Vulnerability Management

Integrated Vulnerability Management

ColorTokens Xshield empowers you with powerful micro-segmentation to safeguard your critical assets. We've significantly enhanced this protection by seamlessly integrating vulnerability management directly into the platform, providing you with clear and actionable insights into known operating system vulnerabilities across your entire environment. This comprehensive capability extends to both systems with the Xshield agent installed and agentless systems protected by the Xshield Gatekeeper.

This integrated vulnerability is supported only on modern Windows and Linux Operating Systems. It is currently unspported on AIX, legacy Linux Operating Systems and Solaris systems.

Leveraging Existing Vulnerability Management

To activate this powerful feature, simply select and enable one of your existing vulnerability management solutions from the integration page within the Xshield platform. After a 24-hour synchronization period, detailed vulnerability information will be readily available on the asset page. The Xshield user interface (UI) is updated every 24 hours with the most current vulnerability data.

Important Note: This integration is designed to provide comprehensive visibility into vulnerabilities reported by your existing solutions. It does not replace your current vulnerability management tools. Remediation actions must still be performed within your chosen vulnerability management platform.

In-Depth Vulnerability Analysis for Agent-Managed Assets

For assets with the Xshield agent installed, the agent diligently collects detailed operating system information, including the OS type, version, and applied patches. This data is then rigorously compared against the vulnerability database of your integrated solution. When a match is found, the asset page in Xshield will display:

• Number of Detected Vulnerabilities: A clear count of identified OS vulnerabilities.

• CVE Details: Comprehensive information about each vulnerability, including advisories, solutions, and tools, sourced directly from the NIST Vulnerability Database (NVD).

• Vulnerability Severity: Categorized as low, medium, high, or critical, based on the CVSS 3.1 score, providing a clear understanding of risk levels.

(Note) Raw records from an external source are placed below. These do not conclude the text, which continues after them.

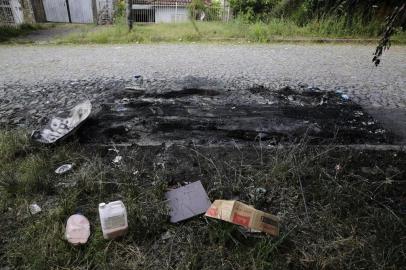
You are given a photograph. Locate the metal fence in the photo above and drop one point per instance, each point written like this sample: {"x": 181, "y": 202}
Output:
{"x": 167, "y": 11}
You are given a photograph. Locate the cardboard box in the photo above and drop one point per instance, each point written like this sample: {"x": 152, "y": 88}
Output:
{"x": 244, "y": 215}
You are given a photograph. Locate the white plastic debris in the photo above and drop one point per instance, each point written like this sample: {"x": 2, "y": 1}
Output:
{"x": 64, "y": 169}
{"x": 77, "y": 229}
{"x": 34, "y": 209}
{"x": 63, "y": 124}
{"x": 117, "y": 159}
{"x": 113, "y": 219}
{"x": 345, "y": 97}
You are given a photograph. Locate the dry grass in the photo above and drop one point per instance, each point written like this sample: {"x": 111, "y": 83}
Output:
{"x": 236, "y": 31}
{"x": 343, "y": 217}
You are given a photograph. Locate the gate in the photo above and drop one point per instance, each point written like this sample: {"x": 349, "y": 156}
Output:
{"x": 10, "y": 12}
{"x": 74, "y": 11}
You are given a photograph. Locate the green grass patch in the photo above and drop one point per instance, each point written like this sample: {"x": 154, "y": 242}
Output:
{"x": 344, "y": 217}
{"x": 274, "y": 30}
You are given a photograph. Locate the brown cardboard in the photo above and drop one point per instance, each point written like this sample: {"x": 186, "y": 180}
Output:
{"x": 244, "y": 215}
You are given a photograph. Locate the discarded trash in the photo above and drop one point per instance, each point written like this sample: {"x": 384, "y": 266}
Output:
{"x": 117, "y": 159}
{"x": 244, "y": 215}
{"x": 345, "y": 97}
{"x": 34, "y": 209}
{"x": 166, "y": 235}
{"x": 63, "y": 124}
{"x": 113, "y": 219}
{"x": 77, "y": 229}
{"x": 64, "y": 169}
{"x": 188, "y": 201}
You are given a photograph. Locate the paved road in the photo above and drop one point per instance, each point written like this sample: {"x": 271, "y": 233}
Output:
{"x": 382, "y": 90}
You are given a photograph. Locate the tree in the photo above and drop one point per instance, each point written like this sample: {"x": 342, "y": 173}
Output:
{"x": 392, "y": 22}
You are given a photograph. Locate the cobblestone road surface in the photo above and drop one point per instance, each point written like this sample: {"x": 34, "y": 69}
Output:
{"x": 330, "y": 67}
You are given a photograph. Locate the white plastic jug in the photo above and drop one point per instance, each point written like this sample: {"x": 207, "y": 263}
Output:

• Remote Code Execution (RCE) Indicator: Flags vulnerabilities that can be exploited by remote attackers, highlighting critical threats.

• Known Exploit Indicator: Identifies vulnerabilities with publicly available exploits from databases like Exploit-DB, enabling proactive defense against known attack vectors.

The Xshield UI provides robust filtering options, allowing you to quickly and easily search for assets based on vulnerability severity, CVE identifiers, RCE status, known exploit status, and more. This empowers you to rapidly identify and prioritize vulnerable assets for remediation.

Benefits

• Direct, centralized visibility into vulnerability information within the Xshield platform, eliminating the need to navigate multiple interfaces.

• Streamlined vulnerability assessment and prioritization, enabling rapid response to potential threats.

• Enhanced security posture through proactive identification and mitigation of vulnerabilities.

Extending Vulnerability Management to Agentless Systems Behind the Xshield Gatekeeper

For systems protected by the Xshield Gatekeeper, which do not have an agent installed, Xshield utilizes advanced protocol fingerprinting to identify operating system information. The Gatekeeper analyzes protocols like Modbus, S7, and EtherIP, which often contain valuable details about the OS version and model. This critical information is then meticulously compared against the NIST vulnerability database to identify potential vulnerabilities.

Enhanced Port-Level Vulnerability Visibility

ColorTokens Xshield now provides enhanced port-level vulnerability visibility. For protocols like RDP, SMB, and FTP, relevant CVEs are displayed directly on the ports page. This feature applies to both agent-managed and agentless systems protected by the Gatekeeper.

By providing vulnerability information directly within the Xshield UI, alongside the powerful visualizer, you gain a comprehensive understanding of potential attack vectors and can effectively reduce the attack surface of your critical assets.

Key Takeaways

• ColorTokens Xshield seamlessly integrates with your existing vulnerability management solutions to provide comprehensive vulnerability visibility.

• Vulnerability information is readily available within the Xshield UI, simplifying assessment and prioritization.

• The solution covers both agent-managed and agentless systems, ensuring comprehensive protection across your environment.

• Port level vulnerability information is shown directly in the UI.

• Remediation is handled by your existing vulnerability management solution.